OCR_DataSet - OCR Dataset Compilation for Detection and Recognition Tasks

Introduction to the OCR_DataSet Project

The OCR_DataSet project is designed to be a comprehensive resource for those interested in optical character recognition (OCR). This project provides a wide range of datasets that are crucial for training and testing OCR technologies. Each dataset has been converted into a unified format to facilitate both detection and recognition tasks, making it easier for researchers and developers to work with these resources without needing to worry about compatibility issues.

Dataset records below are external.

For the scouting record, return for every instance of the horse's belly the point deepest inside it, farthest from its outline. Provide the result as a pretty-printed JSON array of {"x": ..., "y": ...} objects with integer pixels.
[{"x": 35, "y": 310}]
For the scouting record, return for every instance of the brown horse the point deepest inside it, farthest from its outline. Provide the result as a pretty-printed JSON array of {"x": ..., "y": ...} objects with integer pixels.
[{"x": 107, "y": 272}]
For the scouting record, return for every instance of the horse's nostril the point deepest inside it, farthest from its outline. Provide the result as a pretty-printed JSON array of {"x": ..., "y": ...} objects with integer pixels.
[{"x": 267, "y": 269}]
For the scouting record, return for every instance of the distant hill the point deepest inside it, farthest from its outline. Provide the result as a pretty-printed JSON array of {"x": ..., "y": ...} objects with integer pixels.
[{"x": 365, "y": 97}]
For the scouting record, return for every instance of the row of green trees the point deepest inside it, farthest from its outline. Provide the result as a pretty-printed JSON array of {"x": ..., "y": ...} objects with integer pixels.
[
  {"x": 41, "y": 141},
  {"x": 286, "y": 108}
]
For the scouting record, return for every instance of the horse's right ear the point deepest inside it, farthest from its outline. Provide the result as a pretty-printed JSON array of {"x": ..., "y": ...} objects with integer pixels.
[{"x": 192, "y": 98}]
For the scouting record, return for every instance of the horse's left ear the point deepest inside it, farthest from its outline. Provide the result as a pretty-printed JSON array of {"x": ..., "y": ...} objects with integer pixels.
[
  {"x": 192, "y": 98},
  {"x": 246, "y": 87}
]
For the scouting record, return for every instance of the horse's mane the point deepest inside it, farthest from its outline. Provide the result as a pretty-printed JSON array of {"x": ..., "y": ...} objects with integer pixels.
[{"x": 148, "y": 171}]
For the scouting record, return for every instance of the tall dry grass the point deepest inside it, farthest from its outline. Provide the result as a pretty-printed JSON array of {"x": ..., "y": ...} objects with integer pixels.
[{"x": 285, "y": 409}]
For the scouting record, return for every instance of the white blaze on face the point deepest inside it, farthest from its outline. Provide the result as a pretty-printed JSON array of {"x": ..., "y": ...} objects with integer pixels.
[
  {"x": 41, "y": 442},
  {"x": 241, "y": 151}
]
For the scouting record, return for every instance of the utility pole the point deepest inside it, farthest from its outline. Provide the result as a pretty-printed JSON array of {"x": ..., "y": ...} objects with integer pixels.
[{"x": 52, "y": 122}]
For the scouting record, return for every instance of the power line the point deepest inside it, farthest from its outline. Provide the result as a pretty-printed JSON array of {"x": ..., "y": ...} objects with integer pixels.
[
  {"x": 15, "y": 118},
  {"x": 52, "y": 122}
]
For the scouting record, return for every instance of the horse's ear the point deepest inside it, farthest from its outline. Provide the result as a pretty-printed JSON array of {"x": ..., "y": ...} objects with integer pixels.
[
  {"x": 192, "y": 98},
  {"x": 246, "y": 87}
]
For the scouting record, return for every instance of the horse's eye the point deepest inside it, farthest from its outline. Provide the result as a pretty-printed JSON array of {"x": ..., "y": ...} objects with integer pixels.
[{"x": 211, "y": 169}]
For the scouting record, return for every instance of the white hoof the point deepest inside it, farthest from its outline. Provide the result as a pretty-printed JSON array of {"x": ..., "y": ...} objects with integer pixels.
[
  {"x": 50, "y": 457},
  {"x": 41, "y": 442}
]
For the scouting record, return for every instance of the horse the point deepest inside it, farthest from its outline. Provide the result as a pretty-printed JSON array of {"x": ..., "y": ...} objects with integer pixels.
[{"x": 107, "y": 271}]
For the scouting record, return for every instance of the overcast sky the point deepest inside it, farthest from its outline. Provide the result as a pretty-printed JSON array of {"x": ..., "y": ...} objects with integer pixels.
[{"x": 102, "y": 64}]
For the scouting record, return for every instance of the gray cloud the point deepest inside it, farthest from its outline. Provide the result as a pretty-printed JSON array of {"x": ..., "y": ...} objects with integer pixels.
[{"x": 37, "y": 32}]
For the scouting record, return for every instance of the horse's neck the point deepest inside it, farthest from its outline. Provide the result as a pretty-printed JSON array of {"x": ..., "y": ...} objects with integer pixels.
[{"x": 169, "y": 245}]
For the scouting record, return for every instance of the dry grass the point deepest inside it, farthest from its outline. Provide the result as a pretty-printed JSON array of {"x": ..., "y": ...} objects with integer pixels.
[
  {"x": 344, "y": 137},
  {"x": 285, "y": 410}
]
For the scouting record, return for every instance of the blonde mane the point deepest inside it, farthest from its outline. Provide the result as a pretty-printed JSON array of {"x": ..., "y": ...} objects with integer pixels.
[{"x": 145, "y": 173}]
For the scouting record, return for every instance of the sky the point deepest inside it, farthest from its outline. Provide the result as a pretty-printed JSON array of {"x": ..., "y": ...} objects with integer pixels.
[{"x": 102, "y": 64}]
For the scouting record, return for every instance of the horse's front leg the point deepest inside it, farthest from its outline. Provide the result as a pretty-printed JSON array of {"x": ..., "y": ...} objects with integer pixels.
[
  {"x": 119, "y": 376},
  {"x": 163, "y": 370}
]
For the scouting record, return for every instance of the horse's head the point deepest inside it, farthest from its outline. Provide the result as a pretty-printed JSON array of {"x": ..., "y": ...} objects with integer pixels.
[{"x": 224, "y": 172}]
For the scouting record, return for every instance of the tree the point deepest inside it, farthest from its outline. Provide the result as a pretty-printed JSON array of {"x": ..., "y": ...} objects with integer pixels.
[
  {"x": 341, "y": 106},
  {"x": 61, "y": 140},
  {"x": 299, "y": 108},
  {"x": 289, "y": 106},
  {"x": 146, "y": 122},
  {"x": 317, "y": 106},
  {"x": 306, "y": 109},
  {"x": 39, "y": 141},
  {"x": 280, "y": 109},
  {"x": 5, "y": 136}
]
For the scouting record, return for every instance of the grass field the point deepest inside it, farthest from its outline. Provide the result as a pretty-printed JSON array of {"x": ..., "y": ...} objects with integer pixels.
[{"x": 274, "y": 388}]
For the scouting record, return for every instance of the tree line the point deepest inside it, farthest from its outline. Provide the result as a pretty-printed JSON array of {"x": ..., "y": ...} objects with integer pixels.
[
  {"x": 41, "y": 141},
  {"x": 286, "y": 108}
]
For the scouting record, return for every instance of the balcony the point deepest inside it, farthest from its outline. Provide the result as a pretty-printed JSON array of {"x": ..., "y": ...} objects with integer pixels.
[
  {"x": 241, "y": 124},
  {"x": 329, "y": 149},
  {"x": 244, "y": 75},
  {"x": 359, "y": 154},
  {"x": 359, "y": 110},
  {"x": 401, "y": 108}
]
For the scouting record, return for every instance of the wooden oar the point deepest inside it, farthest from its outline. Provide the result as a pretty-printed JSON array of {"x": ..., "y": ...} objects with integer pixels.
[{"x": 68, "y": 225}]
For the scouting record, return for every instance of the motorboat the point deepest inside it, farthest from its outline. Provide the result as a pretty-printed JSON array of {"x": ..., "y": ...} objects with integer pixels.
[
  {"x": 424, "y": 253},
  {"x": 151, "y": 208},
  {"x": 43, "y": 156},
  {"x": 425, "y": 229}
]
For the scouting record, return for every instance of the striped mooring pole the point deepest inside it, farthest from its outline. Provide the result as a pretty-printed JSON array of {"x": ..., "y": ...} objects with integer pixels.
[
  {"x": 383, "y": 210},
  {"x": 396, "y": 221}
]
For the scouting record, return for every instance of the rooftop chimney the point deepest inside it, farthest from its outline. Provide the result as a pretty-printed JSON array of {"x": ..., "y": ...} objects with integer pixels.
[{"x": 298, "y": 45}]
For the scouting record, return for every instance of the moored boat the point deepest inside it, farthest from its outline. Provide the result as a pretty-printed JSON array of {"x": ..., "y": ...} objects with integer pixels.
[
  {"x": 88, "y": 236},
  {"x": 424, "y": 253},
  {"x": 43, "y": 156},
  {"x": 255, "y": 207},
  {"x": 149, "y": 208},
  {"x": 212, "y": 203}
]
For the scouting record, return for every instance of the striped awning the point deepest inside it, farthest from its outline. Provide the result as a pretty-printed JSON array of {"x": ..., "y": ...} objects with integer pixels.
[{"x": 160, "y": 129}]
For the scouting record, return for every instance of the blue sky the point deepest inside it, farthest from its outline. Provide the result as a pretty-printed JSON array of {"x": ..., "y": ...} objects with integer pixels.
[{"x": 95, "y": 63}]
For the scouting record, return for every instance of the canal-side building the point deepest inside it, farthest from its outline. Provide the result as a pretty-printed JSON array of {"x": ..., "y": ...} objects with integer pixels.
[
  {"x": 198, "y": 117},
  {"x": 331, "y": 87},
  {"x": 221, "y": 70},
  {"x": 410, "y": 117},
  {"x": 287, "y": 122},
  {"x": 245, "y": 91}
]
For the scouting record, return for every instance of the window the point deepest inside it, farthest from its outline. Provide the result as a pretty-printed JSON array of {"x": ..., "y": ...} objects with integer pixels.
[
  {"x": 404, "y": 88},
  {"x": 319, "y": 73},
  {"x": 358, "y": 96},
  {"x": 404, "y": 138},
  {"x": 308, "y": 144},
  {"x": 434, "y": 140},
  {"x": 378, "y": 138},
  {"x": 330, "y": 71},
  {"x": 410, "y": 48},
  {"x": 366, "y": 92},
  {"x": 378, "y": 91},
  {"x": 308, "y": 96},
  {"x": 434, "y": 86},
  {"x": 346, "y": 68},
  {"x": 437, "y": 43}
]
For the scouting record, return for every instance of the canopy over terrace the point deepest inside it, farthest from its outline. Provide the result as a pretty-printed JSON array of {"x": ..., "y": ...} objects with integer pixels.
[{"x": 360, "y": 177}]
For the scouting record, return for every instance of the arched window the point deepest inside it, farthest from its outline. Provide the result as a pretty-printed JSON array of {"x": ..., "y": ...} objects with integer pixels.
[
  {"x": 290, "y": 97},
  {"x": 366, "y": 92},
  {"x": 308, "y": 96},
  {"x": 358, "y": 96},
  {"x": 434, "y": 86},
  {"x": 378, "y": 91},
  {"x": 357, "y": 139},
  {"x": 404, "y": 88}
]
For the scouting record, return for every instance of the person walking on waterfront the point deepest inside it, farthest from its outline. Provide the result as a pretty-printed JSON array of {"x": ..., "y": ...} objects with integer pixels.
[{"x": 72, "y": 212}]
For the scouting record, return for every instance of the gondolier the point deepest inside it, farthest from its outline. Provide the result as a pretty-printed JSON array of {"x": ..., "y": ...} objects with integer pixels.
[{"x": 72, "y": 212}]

Key Features of the OCR_DataSet Project:

Unified Dataset Format: The project has standardized various datasets to support consistent OCR tasks. This includes popular datasets like ICDAR2015, MLT2019, and COCO-Text_v2, among others. The consistent formatting covers both text detection and text recognition aspects, enabling users to seamlessly switch between datasets without having to manually adjust for differences in annotation or data structure.
Extensive Dataset Collection: The collection includes a mix of datasets catering to different languages and recognition scenarios. For example, it features data involving English, Chinese, and mixed-language scenarios, ensuring broad applicability across different OCR requirements. Some notable datasets include:
- ICDAR2015 with English language documents.
- MLT2019 which contains a diverse set of multilingual documents.
- COCO-Text_v2 with its mixed language text for evaluation.
- ReCTS and SROIE which contribute to both text detection and specialized document recognition tasks.
Diverse Applications: The datasets cover a wide array of scenarios ranging from natural images to synthetic data. Some datasets, like Synth800k, consist of synthetic images crafted explicitly to train OCR systems effectively, whereas others, like the Baidu Chinese Scene Text Recognition, focus on real-world applications.
Comprehensive Annotations: Each dataset is annotated with detailed information about text regions within images, using coordinates and transcription data. This includes precise demarcations of text within images, character-specific annotations, and even tagging of fuzzy or illegible text areas. For example:
- ICDAR2015 annotations are detailed with coordinates (x1, y1, x2, y2...), specifying the exact location of text.
- LSVT includes annotations that indicate whether a text is legible or not.
Easy Accessibility and Integration: Each dataset is accessible via Baidu Cloud links, allowing users to download and incorporate them swiftly into their projects. A generic link is provided for collective datasets, along with individual access points for specialized data packs, like the Synthetic Chinese String Dataset or the English recognition data pack.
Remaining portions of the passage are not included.